Comment un gamin de 14 ans affronte-t-il la mort prochaine, et redoutée, de son grand-père ? Pour son premier film après de nombreux courts-métrages primés dans les festivals, Joâo Salaviza, réalisateur portugais de 32 ans, ne choisit pas la facilité. Tout en évoquant la dilatation de l’espace et du temps (entre les derniers jours et le décès du malade) vécue par le garçon un été à Lisbonne, le jeune cinéaste suggère, par les partis-pris de cadrage et le refus du sentimentalisme, la solitude et la détresse adolescente dans une société en mal de repères. « Montanha, un adolescent à Lisbonne » met au jour les bouleversements intimes engendrés par la disparition imminente d’un proche, tout en se tenant au plus près des épreuves traversées par son jeune héros. Au-delà de l’expérience individuelle de son personnage, le talentueux Joâo Salaviza nous rend perceptibles le désarroi profond, et les ressources intimes, d’une génération en perdition, dans un pays d’Europe en grande difficulté, le Portugal.

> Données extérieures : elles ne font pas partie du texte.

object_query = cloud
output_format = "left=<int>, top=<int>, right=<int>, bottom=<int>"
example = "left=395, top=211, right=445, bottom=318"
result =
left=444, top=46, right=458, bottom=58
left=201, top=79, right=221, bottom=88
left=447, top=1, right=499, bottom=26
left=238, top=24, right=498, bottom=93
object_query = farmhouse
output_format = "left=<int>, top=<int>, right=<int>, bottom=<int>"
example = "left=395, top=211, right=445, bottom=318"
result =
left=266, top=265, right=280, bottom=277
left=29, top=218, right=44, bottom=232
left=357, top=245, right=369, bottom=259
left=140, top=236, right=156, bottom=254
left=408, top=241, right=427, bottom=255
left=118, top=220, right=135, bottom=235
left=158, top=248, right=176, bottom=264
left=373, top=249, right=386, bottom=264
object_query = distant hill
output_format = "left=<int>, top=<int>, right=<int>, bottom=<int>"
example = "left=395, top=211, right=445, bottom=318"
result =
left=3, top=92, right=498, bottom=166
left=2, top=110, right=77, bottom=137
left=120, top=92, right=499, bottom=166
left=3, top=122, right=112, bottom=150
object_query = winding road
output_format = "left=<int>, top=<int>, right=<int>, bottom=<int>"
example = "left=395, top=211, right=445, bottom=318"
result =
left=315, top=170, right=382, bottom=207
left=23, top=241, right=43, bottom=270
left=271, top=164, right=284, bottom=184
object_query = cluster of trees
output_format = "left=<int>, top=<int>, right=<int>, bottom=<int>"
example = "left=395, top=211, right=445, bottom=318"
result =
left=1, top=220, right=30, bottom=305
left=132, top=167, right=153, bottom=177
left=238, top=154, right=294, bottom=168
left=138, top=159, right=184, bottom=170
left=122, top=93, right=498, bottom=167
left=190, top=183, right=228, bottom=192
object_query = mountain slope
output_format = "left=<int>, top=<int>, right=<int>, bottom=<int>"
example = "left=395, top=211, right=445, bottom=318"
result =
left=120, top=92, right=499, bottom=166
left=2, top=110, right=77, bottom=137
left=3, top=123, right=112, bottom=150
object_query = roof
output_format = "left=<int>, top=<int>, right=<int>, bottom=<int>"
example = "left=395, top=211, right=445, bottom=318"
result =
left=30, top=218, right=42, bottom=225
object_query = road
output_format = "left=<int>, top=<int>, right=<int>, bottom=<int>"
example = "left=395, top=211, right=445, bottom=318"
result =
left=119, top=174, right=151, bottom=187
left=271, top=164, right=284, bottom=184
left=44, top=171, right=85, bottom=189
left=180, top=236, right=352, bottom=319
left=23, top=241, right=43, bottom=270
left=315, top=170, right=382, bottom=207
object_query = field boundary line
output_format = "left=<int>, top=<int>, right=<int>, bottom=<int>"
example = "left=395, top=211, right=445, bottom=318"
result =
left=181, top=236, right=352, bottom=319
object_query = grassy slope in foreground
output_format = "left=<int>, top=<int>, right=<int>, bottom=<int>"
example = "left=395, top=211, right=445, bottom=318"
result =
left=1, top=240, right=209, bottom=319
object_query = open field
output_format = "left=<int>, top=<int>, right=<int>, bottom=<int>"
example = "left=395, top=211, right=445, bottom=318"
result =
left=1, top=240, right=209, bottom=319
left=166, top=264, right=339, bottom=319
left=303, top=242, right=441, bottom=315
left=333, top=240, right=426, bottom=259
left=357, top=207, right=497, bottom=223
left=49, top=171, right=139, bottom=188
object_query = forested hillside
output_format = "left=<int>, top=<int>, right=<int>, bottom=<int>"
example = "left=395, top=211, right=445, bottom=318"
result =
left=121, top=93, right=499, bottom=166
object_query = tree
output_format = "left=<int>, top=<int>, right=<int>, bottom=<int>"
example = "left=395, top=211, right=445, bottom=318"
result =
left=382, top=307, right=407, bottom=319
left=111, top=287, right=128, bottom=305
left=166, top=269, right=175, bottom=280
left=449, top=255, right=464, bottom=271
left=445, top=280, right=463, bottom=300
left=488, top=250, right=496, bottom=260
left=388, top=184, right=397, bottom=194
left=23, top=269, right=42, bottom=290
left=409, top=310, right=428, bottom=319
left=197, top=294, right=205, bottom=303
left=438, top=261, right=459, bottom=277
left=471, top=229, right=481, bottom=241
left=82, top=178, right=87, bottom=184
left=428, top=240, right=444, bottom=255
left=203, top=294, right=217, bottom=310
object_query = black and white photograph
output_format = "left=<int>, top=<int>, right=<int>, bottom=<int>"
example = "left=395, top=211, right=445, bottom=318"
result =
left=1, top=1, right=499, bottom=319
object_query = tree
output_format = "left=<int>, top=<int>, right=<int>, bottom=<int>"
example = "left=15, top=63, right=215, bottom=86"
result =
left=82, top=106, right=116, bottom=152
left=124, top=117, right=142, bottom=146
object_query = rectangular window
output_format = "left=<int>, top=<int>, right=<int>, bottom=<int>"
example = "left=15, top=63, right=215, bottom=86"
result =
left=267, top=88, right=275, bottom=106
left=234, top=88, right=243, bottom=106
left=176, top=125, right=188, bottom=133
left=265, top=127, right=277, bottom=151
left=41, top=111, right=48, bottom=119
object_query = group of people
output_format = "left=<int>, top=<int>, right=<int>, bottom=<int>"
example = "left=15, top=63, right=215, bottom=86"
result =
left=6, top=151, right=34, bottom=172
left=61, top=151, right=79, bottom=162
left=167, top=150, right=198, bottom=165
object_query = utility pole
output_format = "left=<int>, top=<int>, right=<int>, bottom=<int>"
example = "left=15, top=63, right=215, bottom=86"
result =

Isolement silencieux, déni de la mort
Allongé sur le flanc, le dos nu dans la pénombre d’une chambre aux rideaux tirés, un garçon saisi dans son sommeil par une caméra attentive en un plan prolongé, dans la moiteur d’un matin paresseux. L‘injonction à se lever formulée par la mère, venue s’étendre à ses côtés, provoque un léger déplacement du corps et un mutisme durable. Quelques plans plus tard, l’enjeu se précise. Le grand-père de David va mourir mais l’enfant ne veut pas le voir, dans tous les sens du terme. Lorsqu’il accompagne sa mère, et sa petite sœur, dans l’établissement de soins où le malade est hospitalisé, il reste à la porte de la chambre et prend la ‘tangente’ dès qu’il le peut.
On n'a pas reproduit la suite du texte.